Emphasis placed on technique over artistry. Much of our work in music education is devoted to helping young artists develop their technique. After all, without a solid technique it is impossible to effectively communicate with an audience. However, there comes a point in the preparation process where the performer's focus needs to shift from the mechanics of making music to artistry, communication, and personal interpretation. When the shift occurs, the student often discovers the necessary step of improving their technique in order to accomplish their goals. This can result in a renewed interest in technical study on the part of the student now that they see the purpose of the work in their own repertoire.
The prevalence of recordings. I am an advocate of listening to performers from all generations and schools of thought. However, recordings can be intimidating to a young artist. When listening to a recording that is considered the gold standard, it is possible for the student to become convinced that they will never be able to perform at an acceptable level. Additionally, students may begin to listen to one artist exclusively -- resulting in mimicry rather than using the album as inspiration. There is another danger for the student that listens widely and indiscriminately to recordings. When one encounters a large number of mediocre performances, it is easy to fall victim to the opinion that things are "good enough" in their current state, eliminating the pursuit of higher levels of artistry.

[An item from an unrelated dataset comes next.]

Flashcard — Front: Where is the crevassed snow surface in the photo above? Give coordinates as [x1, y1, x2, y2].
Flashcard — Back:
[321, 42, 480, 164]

Necessity of quick preparation. Music is not ready for public performance when the notes and rhythms are accurately learned. Time is needed for the melodies and harmonies to marinate in the soul. Collaborative partnerships need time to develop a mutual sense of direction and interpretation. Quite simply, the music needs ample time to mature. Sadly, it has become a trend in many schools to prepare and present material as quickly as possible so we can move on to the next program. The resulting music can often leave the audience wanting more and the musicians not fully enjoying the experience of presenting a mature, well-prepared recital.
The lost arts of reflection, experimentation, and imagination. Because students are preparing performances so quickly for fast approaching deadlines, there is rarely an opportunity to experiment musically. I don't see many students reflecting on the music and developing their personal interpretation. I long to have a student enter a rehearsal and tell me about the idea they have regarding a turn of a specific phrase...and then we give it a try. I believe that it is in the reflection and experimentation process that performers develop their own voice and begin to become contributing members of the artistic community.